How to Push Ourselves Hard – and Not Break

In our previous post ‘How Courage Is a Skill and How It Can Be Developed‘ we explained that courage can be developed through exercise; and one of these is to expose oneself progressively to harder and tougher situations.

Stretch yourselfAs a health reminder it is important to know how to stretch oneself without over-stretching to the point of rupture or to the point of becoming hurt.

Christopher Penn says it well in this post about his experience in the field of martial arts:
That’s the danger of a lot of the “self-actualization” advice being given. It’s conceptually reasonable advice – shoot for your dreams – but the uncomfortable truth is that many of us, myself included, don’t always have a realistic perception of where we actually are with our skills, with our capabilities, with our resources. We can believe we have abilities or resources we don’t actually have, and when we try to make our leap, we fall far short of where we believe we should be.”

So how do you benchmark yourself?
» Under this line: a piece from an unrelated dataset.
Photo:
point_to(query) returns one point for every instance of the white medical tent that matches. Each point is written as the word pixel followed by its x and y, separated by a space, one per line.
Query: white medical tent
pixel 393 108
You put yourself in adverse conditions that are reasonably safe and you work on breaking your delusions until you know where you are. The easiest way to do that is to try with a reasonably low risk project that forces you to put all your skills to the test.”

It is important to stretch oneself outside one’s comfort zone, and it is also important not to over-stretch so as to avoid to get hurt. The only way is to test the limits and know where to pause for a while. It is only possible to identify this limit by trial and error – and most importantly, by staying conscious of your own reactions, of being aware of your own self.